Şehrin görsel simgesi gondollar. Fakat bunlara binmek epeyce pahalı, yarım saatlik tur adambaşı 100 Euro! Buna rağmen gondolla dolaşan bir sürü turist var kanallarda. Fakat serenad yapan gondolcu hiç görmedik. Para saçmak da bir yere kadar 🙂 Biz, gondol yerine Büyük Kanal’da işleyen bir vaporetto’ya bindik. Türkçe’deki vapur kelimesinin de atası olan vaporetto, alçak ve kapalı küçük bir tekne. Bizim Üsküdar-Beşiktaş motorlarının tek katlısı. Venedik’i S harfi şeklinde ikiye bölen Büyük Kanal’da farklı rotalarda seyreden birkaç vaporetto hattı var. Biz istasyonun önündeki duraktan 5 numaralı hatta binip San Marco Meydanı’na gittik. Bu, mevcut hatların en uzunu. Büyük Kanal’ı, dolayısıyla tüm Venedik’i neredeyse baştan başa geçerek San Marco’ya ulaşıyorsunuz. Baştan başa dediysem, öyle aheste aheste gidilen bizim Boğaz turları gibi saatlerce sürdüğünü sanmayın. Maalesef sadece 15-20 dakika sürüyor yol. Seyir hızı yüksek. Hatta fotoğraf çekecekseniz eli biraz hızlı tutmakta fayda var. Bu acele niye derseniz, bu vaporetto dalgasının Venedikliler’in günlük ulaşım aracı olduğunu unutmamak lazım. Venedikliler, evet! Broşürlerde belirttikleri gibi, zamanın uzun süre önce donmuş olduğu bu şehirde yaşayan ve okula, işe, bakkala, çakkala giden insanlar var! Az-buz da değil, neredeyse 400 bin kişi.
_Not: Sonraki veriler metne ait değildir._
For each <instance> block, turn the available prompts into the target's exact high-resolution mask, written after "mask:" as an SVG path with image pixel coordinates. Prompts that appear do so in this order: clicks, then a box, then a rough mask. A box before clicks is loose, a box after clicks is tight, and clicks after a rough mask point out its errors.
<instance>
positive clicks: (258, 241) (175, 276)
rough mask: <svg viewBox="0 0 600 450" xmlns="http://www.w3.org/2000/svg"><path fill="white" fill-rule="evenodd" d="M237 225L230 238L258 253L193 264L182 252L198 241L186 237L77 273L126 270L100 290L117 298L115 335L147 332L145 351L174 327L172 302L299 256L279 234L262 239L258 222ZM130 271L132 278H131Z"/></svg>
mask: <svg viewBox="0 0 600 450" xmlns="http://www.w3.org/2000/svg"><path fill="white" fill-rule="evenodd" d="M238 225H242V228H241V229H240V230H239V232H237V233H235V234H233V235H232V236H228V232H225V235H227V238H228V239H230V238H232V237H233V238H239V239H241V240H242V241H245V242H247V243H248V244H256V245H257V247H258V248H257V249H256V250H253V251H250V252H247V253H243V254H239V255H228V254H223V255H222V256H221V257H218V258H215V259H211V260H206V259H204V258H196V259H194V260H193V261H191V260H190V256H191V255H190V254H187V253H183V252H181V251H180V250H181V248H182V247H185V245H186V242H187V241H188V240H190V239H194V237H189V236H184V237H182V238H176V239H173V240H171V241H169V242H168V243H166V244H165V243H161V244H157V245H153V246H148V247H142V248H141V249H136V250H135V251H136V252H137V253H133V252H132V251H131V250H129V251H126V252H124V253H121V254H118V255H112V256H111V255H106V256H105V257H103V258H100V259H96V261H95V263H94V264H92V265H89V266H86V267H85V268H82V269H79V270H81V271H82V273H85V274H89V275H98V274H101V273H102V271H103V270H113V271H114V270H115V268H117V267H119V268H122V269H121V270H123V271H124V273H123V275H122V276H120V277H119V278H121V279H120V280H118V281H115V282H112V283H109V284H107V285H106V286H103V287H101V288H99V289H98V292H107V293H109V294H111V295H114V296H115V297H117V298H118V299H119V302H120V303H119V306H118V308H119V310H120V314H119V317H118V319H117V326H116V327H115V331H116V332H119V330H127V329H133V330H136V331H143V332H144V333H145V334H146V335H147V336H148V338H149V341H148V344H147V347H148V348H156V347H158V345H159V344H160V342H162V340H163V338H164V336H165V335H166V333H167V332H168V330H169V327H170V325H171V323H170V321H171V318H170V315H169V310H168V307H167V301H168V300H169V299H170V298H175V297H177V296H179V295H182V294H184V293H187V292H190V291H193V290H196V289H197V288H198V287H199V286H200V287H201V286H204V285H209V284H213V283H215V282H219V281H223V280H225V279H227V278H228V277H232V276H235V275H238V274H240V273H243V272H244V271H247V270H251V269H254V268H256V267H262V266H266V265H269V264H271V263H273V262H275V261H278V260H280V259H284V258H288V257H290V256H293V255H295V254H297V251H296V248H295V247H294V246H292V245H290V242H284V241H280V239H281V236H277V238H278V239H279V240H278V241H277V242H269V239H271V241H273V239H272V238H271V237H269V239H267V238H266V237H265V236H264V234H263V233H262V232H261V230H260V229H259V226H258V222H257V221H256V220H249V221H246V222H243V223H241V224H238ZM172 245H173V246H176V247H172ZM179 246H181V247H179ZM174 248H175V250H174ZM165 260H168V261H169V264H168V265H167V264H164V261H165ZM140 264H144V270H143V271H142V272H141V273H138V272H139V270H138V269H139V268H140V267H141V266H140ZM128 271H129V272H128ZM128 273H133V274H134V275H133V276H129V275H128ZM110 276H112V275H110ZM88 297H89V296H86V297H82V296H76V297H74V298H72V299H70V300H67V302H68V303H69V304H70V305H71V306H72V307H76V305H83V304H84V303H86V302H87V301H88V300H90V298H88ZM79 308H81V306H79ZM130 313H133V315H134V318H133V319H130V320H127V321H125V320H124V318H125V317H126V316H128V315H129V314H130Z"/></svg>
Zamanın donmuş olması demek, örneğin, evlerin giriş kapılarının bugünkü insanların başını eğip girebileceği yükseklikte olduğunu hayretle fark etmek demek. Evlerin ne kadar eski olduğunu varın hesap edin artık. Sokaklar çok renkli, çok kıvrımlı, çok kalabalık… Bazı sokaklar öylesine dar ki, birisi durup 30 saniye fotoğraf çekse arkasında yüz metrelik bir tıkanıklık oluyor. Şehir çok büyük olmamasına rağmen minik minik o kadar çok sokak var ve o kadar çok köprü inip çıkıyorsunuz ki bir süre sonra kaçınılmaz olarak ayaklarınıza kara sular iniyor.

Böyle sokaklar ve köprüler arasında sürüklenirken birden dikkatimi çekti: Binalar birbirine yaslanmış olduğundan balkonlar sadece estetik amaçlı yapılmış, fonsiyonellikleri yok. Fakat yine de Venedikliler’in balkonu var. Nerede? Çatıda. Evlerin çatıları üzerine çakılan kazıklarla 3-5 m2 genişliğinde, kuş yuvası misali ahşap teraslar oluşturulmuş. O tarihi binalara kat çıkmışlar da diyebiliriz.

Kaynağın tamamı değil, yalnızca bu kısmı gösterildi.